The 5K race proceeds all go to the scholarship fund, which is part of the VISIONS Endowment Fund under the umbrella of the Dayton Foundation. Applicants are judged not only on their grade-point averages, extra-curricular activities and community involvements, but on the way they show certain traits embraced by Blake.

The scholarship fund also collects proceeds from an annual golf scramble at Windy Knoll, the concessions from football scrimmages and the wrestling team’s efforts with a Turkey Trot running event at Thanksgiving and by getting pledges for the number of pins the team amasses each year.

Even Kristin Smith, the 2013 Miss Ohio who graduated from Vandalia Butler and was Blake’s first girlfriend, spoke out during her competition about the positive influence he had on her life.

“I had wondered, after the years went by and all the kids associated with Blake had graduated and gone on with their lives, just how much he would still be remembered,” Mark said.

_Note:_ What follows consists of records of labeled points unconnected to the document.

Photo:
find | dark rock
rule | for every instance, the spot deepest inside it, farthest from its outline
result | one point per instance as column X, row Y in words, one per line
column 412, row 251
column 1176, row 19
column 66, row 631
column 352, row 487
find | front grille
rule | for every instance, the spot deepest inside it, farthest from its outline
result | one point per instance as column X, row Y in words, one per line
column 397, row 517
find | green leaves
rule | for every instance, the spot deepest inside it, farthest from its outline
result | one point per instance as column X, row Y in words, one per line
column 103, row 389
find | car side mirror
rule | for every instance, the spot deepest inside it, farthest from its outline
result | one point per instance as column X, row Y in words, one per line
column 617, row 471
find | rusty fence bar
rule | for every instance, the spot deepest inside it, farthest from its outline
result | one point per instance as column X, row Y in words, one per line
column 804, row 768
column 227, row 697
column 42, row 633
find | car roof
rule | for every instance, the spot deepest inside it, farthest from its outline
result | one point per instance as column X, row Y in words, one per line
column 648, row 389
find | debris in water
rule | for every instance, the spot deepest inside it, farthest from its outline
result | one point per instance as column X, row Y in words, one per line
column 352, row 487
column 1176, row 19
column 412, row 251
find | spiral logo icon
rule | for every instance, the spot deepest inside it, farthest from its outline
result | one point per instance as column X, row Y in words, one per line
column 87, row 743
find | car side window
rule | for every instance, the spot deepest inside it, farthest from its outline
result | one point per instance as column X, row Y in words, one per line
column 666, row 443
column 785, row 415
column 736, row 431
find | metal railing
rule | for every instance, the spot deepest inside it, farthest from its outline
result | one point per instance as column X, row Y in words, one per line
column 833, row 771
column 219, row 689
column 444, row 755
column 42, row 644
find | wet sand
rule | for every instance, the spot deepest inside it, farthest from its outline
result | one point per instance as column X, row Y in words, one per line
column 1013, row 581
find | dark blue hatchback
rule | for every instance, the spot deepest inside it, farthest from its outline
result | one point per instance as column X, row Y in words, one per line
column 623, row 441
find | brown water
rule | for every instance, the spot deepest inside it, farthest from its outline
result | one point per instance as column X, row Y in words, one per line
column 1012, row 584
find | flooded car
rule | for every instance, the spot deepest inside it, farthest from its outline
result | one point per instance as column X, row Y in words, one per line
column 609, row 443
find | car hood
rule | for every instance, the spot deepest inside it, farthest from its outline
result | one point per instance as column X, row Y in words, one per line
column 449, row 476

“And I especially wondered if the younger kids coming into school — kids who didn’t know him — would understand or care. But they have older brothers and sisters and there are the teachers and the other people in the community that all knew Blake and knew what he was about.

“The whole No. 41 idea has really jelled a whole school and made an impact in the community. It’s not just about remembering Blake, it’s about helping kids today. It represents so many things that are positive and that’s pretty uplifting for everybody.”

As Blake LaForce has shown over the years, it’s one thing to carry a football. It’s quite a bit more to be able to carry a school and a town.